El 30 de agosto, Carlos se alistó para ir a trabajar como de costumbre. Mientras realizaba sus actividades, llevaba con él un suero de electrolitos que dejó un momento guardado con sus cosas; pero cuando regresó de barrer y le dio un trago, percibió un sabor extraño y desagradable, por lo que tiró la botella. Momentos después, Carlos empezó a manifestar un malestar físico y contactaron a su madre para que lo llevara a la Cruz Roja.
Carlos fue ingresado a la torre de especialidades de la Clínica 71 del IMSS, en la ciudad de Torreón. Aún no se tiene una versión oficial de los hechos, pero se dice que el suero contenía una sustancia tóxica que habría sido colocada ahí por sus compañeros. Sus familiares relatan que presentaba quemaduras en la tráquea, los pulmones y las vías respiratorias. Luego de diecinueve días hospitalizado, Carlos Gurrola falleció el pasado jueves 18 de septiembre.
Este caso provoca la indignación de toda una comunidad y de cualquier persona capaz de empatizar con lo vivido por Carlos Gurrola. Y aun así, resulta necesario cuestionar cuáles eran los pensamientos que pasaban por la mente de aquellos sujetos que vieron esta situación suceder en primer plano, o, aún peor, de quienes fueron partícipes.
Las normas de masculinidad suelen exigir fortaleza, dureza y, sobre todo, no mostrar vulnerabilidad. Desde pequeños, las características de hombres y mujeres se ven divididas: por un lado, el hombre representa la resistencia, mientras que la mujer encarna la sensibilidad. Recalcar esa división puede provocar que una persona —del género que sea— sienta prohibido experimentar el otro lado de la moneda. Cuando un hombre, en este caso, no responde conforme a lo que socialmente se considera “correcto”, por ejemplo al mostrar fortaleza e indiferencia ante un “simple juego”, o incluso al hacer uso de la fuerza física para defenderse, se convierte en un blanco accesible de burlas y agresiones porque choca con la barrera de lo que “debería ser”.
En el momento en que un hombre ejerce bullying hacia otro, se plantea una torcida y dañina especie de juego de poder para reafirmar quién tiene el control de la situación. Incluso, el agresor le arrebata simbólicamente el papel masculino a la víctima, al exponerla y hacerla sentir que sus características son más bien femeninas, lo cual generalmente se asocia con debilidad.

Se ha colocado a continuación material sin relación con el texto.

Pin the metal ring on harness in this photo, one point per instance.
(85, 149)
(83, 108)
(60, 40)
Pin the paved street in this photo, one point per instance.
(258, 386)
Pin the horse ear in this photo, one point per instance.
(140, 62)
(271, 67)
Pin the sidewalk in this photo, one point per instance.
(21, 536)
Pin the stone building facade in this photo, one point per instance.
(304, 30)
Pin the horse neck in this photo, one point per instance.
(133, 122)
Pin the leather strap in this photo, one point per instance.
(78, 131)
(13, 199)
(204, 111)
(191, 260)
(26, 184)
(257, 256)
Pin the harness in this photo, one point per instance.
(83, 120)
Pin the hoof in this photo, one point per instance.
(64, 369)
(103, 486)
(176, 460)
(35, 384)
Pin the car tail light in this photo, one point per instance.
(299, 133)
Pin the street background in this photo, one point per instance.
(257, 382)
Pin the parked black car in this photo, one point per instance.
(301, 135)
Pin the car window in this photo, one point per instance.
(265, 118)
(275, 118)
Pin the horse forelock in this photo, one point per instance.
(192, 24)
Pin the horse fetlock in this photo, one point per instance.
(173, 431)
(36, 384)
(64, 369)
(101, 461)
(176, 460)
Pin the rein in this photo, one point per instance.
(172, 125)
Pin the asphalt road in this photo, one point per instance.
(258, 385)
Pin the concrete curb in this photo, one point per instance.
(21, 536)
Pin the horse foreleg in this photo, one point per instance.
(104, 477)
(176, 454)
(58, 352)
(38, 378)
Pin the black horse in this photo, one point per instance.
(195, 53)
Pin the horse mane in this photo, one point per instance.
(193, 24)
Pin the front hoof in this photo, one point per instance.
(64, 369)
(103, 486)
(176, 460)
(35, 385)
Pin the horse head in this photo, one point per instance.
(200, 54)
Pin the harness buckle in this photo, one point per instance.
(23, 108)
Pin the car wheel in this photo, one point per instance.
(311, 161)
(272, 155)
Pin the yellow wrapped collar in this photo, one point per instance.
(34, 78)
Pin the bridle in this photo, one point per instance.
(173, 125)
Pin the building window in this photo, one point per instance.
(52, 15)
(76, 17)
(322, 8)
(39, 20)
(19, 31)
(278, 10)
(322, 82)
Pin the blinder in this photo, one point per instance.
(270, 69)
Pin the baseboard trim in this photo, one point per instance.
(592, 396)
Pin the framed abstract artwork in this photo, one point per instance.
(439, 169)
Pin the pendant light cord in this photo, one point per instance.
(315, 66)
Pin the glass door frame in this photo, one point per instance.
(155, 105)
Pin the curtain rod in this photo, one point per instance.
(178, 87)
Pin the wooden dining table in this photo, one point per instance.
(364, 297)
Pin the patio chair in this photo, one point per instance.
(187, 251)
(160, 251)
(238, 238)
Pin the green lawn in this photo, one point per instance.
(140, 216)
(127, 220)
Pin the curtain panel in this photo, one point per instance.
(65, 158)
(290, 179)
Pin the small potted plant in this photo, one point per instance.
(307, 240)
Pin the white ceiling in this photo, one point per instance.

Esta situación no solo pone de relieve la importancia de los protocolos y la educación sobre las conductas “inofensivas a simple vista” que pueden escalar y terminar en tragedia, sino también la necesidad de aprender a identificar cómo las exigencias de las características que cada género “debe” cumplir se manifiestan. A veces creemos que en la portada de una historia ya se expone el tema relevante y central, pero no siempre es así. Tanto el bullying como la lucha contra los estereotipos de género pueden ser personajes silenciosos que se esconden detrás de algo más.